The parts breakdown doesn't even show that part. ( the push nut). Not in my evinrude book. Is it the teeth washer that i found when removing exhaust housing from head?If so then during reassembly i need to put one end of copper tube in or against the power head and then put that push nut or spider washer down over the other end of the copper tube and then when putting the exhaust housing back down onto the power head i guide the tube into the hole in the plate where the boot is for the shift rod and in doing so the plate in exhaust housing will force the push nut down the tube until at the point where the exhaust housing and power head meet. At this position the pinching of that nut or washer will hold the copper tube in or against the power head at least until the lower tube end fits in the impellar housing helping to hold it up there? Also should the power head end of tube fit into the hole at all or just butt up against the opening? Thanks
 
So i found another drawing that shows the water tube with a push nut, washer, and an o ring. The washer looks like what i found (the spider washer).
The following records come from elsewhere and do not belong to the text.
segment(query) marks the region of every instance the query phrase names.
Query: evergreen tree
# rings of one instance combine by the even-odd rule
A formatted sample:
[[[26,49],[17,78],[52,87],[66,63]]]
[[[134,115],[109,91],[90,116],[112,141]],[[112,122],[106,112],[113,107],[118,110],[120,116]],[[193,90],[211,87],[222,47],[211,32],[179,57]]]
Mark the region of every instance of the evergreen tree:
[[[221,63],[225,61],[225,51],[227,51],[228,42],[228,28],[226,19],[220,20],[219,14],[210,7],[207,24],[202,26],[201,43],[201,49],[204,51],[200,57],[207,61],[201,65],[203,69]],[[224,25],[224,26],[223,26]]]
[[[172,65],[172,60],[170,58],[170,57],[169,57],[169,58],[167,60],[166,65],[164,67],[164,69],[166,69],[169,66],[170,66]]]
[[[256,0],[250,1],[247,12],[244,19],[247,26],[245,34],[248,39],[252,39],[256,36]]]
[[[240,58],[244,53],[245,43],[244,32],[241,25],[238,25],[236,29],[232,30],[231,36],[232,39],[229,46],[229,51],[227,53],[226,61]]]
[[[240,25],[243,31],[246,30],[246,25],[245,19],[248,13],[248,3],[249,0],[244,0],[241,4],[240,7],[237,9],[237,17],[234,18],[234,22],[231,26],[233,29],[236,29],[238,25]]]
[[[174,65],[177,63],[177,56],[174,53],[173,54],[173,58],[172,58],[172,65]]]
The nut (best i can tell) looks like a ferrel nut. So, looks like the push nut and o ring got lost and can be gotten. The water tube? Mine is sorta bent and kinked a bit. I think it is salvageable. I am heading to the marina to order more parts. In the mean time i guess i can clean up the outer casings and other parts while waiting on parts. I have 3 more motors to mess with (a 1972 4hp ev, a 1975 6hp ev, a 1985 6hp ev, and a mid 70's 6hp i think johnson. They all will start but haven,t really looked at them much. At this point i'm wondering if i picked the wrong one to start with first. But i wanted the hp. Now i'm too far in.